If someone wanted to design a device and obtain clearance only to immediately sell it to another legal manufacturer. Is it possible to obtain FDA 510k clearance on a medical device product following FDA 820.30 and not have a quality system in place (meeting the rest of the QMS)? The DHF would be a paper-based binder with wet signatures.

What if the classification was de novo?

It is not possible to obtain FDA 510(k) clearance on a medical device product following FDA 820.30 without having a quality system in place that meets the rest of the Quality Management System (QMS) requirements. The Quality System (QS) Regulation requires manufacturers to establish and follow quality systems to ensure that their products consistently meet applicable requirements and specifications (FDA CP 7382.845, A. THE QUALITY SYSTEM (QS) REGULATION, 3).

For a de novo classification, FDA may inspect relevant facilities to determine if the implementation of Quality System Regulation (part 820 of this chapter) requirements, in addition to other general controls and any specified special controls, provide adequate assurance that critical and/or novel manufacturing processes produce devices that meet specifications necessary to ensure reasonable assurance of safety and effectiveness (21 CFR 860.240(c)).
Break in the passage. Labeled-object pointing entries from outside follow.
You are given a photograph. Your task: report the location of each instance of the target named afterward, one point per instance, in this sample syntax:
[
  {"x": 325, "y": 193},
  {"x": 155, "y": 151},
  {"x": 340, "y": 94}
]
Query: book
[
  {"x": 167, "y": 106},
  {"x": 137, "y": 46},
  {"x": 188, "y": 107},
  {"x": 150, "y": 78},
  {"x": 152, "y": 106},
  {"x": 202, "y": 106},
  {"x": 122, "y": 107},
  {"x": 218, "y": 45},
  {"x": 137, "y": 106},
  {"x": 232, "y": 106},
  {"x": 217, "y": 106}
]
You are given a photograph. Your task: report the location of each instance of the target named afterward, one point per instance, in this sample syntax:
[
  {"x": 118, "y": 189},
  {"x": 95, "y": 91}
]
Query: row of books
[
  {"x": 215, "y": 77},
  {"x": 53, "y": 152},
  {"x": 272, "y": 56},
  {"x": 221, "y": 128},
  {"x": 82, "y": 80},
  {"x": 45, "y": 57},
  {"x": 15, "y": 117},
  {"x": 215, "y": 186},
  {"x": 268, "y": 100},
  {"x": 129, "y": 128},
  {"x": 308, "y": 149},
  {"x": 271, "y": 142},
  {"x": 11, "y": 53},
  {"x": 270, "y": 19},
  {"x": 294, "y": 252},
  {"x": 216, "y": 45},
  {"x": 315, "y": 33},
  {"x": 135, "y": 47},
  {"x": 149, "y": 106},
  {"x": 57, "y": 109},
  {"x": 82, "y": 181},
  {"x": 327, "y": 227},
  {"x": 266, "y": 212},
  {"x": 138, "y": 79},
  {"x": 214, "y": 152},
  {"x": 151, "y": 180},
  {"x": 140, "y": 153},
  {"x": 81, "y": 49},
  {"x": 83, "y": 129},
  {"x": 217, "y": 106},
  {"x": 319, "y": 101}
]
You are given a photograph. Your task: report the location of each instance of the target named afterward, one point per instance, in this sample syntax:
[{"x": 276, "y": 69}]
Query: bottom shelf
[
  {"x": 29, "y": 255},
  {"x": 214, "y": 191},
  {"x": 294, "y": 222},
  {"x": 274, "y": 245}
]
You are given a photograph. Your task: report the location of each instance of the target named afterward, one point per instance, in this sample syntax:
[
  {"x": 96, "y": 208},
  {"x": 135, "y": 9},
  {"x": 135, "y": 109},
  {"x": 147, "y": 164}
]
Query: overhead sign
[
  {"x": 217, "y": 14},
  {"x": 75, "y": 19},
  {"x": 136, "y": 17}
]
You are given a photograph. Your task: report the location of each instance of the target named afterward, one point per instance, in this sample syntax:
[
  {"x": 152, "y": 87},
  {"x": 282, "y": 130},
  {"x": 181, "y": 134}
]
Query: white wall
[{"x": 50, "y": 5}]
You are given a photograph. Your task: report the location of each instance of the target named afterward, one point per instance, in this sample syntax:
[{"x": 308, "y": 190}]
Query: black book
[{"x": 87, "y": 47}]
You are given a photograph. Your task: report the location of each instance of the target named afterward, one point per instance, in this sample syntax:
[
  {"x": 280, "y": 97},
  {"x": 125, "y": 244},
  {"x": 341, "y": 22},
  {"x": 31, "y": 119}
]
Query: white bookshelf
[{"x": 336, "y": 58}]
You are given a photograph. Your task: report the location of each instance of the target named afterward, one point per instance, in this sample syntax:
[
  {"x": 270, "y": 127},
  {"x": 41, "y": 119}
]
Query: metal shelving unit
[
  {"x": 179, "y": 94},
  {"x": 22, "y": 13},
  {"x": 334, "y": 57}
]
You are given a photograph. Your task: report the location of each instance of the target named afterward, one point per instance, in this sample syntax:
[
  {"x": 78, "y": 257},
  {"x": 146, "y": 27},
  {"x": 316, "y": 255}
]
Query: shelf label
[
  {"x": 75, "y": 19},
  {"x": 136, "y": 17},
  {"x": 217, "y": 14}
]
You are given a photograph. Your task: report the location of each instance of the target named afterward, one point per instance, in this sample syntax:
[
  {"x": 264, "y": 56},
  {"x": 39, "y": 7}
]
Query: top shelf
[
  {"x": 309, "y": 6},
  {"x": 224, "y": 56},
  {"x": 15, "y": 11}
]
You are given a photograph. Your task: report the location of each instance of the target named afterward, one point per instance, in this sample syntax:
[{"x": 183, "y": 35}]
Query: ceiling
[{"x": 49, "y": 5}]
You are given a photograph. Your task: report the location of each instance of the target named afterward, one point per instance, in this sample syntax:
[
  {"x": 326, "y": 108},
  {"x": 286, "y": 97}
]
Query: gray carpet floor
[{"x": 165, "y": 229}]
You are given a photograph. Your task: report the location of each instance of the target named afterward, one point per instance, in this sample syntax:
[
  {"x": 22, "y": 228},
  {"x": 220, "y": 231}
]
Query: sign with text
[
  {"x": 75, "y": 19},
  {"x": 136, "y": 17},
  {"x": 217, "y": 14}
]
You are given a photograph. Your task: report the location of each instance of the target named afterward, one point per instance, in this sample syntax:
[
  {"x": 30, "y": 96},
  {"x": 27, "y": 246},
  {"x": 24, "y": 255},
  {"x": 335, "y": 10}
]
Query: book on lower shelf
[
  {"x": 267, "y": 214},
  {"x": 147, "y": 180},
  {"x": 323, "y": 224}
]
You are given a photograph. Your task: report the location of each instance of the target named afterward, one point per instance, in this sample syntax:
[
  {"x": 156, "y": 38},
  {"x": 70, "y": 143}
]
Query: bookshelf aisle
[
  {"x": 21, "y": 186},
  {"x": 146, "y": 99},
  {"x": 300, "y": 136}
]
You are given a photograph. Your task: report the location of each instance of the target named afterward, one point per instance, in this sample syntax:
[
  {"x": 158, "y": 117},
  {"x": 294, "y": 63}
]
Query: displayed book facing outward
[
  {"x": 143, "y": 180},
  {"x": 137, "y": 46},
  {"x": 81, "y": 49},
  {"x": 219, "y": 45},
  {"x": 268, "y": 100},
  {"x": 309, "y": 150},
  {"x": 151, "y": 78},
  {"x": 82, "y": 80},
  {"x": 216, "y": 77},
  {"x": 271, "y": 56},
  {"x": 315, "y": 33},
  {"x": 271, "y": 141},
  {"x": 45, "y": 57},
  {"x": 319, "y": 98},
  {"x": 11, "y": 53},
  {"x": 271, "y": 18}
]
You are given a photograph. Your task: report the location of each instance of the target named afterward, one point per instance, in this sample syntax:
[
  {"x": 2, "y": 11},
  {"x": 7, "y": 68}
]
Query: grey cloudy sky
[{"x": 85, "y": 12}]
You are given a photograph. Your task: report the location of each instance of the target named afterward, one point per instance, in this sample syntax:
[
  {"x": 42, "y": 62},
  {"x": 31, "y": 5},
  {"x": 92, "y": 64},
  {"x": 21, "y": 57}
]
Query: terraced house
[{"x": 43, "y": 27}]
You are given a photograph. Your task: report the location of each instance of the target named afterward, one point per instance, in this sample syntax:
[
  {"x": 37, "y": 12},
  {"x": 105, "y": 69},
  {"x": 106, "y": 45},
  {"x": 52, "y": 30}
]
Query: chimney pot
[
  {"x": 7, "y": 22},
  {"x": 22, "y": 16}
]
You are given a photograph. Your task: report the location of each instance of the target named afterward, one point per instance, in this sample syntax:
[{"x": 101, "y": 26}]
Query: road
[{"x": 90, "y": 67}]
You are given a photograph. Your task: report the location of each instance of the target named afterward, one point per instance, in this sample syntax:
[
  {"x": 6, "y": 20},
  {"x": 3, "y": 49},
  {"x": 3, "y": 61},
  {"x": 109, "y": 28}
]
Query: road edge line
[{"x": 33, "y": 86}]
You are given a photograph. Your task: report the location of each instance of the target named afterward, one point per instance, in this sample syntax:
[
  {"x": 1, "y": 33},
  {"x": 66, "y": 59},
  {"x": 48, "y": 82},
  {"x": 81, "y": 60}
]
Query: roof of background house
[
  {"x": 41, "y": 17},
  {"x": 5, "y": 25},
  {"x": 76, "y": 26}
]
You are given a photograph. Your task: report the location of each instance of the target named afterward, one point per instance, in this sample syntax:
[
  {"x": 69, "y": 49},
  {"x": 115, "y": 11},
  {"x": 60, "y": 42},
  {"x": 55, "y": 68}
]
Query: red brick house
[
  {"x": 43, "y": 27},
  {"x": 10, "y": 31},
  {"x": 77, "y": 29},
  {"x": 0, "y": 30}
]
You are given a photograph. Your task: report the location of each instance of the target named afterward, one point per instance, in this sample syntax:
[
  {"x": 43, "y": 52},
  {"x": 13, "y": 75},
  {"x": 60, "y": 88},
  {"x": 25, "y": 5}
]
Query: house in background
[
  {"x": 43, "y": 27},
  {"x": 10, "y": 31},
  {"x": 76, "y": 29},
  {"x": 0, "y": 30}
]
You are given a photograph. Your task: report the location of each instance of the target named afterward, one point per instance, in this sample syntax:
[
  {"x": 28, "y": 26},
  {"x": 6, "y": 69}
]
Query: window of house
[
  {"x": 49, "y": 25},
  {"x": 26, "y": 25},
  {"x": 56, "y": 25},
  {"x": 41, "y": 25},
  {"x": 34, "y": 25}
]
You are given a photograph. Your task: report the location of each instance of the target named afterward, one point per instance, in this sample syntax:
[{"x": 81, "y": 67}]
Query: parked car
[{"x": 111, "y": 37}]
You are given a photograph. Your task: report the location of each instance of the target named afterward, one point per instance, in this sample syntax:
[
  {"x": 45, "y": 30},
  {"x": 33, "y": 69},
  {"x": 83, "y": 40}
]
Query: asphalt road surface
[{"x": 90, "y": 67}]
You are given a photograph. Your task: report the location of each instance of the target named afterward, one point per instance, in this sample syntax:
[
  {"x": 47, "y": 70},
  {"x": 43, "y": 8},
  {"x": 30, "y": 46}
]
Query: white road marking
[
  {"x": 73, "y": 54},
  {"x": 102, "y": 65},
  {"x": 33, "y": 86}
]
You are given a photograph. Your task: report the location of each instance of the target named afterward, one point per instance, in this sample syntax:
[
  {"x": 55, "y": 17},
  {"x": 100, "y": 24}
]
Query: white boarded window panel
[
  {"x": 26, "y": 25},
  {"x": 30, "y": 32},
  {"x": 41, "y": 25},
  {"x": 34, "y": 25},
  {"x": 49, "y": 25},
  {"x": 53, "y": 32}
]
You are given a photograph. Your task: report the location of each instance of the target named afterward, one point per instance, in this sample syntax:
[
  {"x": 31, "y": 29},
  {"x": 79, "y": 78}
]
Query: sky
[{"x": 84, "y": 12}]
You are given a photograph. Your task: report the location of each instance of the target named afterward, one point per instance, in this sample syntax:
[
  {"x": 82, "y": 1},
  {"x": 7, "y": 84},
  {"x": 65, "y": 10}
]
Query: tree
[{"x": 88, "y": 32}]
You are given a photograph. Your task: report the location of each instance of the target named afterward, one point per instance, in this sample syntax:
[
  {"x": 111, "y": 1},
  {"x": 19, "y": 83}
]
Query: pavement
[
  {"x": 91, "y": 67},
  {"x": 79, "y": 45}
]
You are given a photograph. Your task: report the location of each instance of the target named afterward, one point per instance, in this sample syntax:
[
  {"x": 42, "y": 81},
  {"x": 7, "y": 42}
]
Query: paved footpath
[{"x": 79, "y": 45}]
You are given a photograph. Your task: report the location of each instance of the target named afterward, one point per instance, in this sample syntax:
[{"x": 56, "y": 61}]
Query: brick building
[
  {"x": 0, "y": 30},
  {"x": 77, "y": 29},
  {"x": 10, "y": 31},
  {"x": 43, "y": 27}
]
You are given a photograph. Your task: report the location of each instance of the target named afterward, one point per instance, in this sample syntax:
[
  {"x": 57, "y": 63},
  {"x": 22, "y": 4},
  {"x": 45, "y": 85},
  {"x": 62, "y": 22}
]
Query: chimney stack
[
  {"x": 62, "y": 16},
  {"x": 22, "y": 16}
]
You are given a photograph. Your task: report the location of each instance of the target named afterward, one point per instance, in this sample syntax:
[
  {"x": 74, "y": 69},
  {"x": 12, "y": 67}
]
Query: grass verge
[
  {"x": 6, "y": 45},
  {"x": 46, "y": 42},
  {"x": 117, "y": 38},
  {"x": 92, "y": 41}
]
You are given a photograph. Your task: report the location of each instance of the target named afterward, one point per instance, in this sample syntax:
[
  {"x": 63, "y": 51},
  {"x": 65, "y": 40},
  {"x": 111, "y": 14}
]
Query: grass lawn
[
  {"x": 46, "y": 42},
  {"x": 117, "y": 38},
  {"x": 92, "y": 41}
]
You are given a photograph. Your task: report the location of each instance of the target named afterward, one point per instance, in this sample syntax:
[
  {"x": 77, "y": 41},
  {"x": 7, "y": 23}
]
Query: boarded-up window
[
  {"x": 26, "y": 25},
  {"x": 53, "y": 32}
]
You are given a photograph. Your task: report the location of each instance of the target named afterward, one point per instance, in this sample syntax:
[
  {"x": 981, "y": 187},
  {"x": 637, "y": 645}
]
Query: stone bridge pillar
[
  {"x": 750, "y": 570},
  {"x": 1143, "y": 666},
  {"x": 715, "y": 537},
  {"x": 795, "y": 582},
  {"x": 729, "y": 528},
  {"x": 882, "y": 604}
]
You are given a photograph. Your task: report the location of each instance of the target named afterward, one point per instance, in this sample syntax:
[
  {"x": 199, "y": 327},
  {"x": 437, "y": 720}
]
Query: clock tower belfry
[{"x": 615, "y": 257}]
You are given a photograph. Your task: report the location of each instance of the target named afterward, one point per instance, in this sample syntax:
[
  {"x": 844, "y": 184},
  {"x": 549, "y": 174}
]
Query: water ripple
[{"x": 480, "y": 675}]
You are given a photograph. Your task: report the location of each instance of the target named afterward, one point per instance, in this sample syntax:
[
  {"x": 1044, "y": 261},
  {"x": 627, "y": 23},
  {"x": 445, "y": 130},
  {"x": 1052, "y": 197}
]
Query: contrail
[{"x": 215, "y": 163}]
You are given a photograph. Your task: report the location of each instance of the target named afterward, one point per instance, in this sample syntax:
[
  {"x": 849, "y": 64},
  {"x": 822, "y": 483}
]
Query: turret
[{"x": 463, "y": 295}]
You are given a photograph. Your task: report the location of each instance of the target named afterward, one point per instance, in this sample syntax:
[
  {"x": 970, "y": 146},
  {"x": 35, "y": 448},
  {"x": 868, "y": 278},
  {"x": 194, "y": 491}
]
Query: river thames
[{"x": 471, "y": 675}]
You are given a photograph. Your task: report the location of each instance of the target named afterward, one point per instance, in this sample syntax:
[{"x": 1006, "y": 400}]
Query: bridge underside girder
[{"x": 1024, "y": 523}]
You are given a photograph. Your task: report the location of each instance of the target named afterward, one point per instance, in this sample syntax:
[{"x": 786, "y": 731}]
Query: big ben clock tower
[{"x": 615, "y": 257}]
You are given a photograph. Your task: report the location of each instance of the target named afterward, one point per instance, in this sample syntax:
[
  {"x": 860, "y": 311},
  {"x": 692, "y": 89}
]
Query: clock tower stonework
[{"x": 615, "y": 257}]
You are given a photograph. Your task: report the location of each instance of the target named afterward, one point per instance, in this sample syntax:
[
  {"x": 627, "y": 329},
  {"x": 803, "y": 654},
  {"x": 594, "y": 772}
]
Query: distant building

Regarding the Design History File (DHF), it should document or reference the documentation of the activities carried out to meet the design plan and requirements of Sec. 820.30. A DHF is necessary for each type of device developed (Medical Devices; Current Good Manufacturing Practice (CGMP) Final Rule; Quality System Regulation, 61 FR 52602 (V)(C)(91)). The complete history of the design process should be documented in the DHF (Medical Devices; Current Good Manufacturing Practice (CGMP) Final Rule; Quality System Regulation, 61 FR 52602 (V)(C)(92)).

If you want to sell the device to another legal manufacturer after obtaining clearance, you must ensure that the FDA-assigned premarket submission number of the cleared premarket notification is included in the device listing (21 CFR 807.25(g)(4)).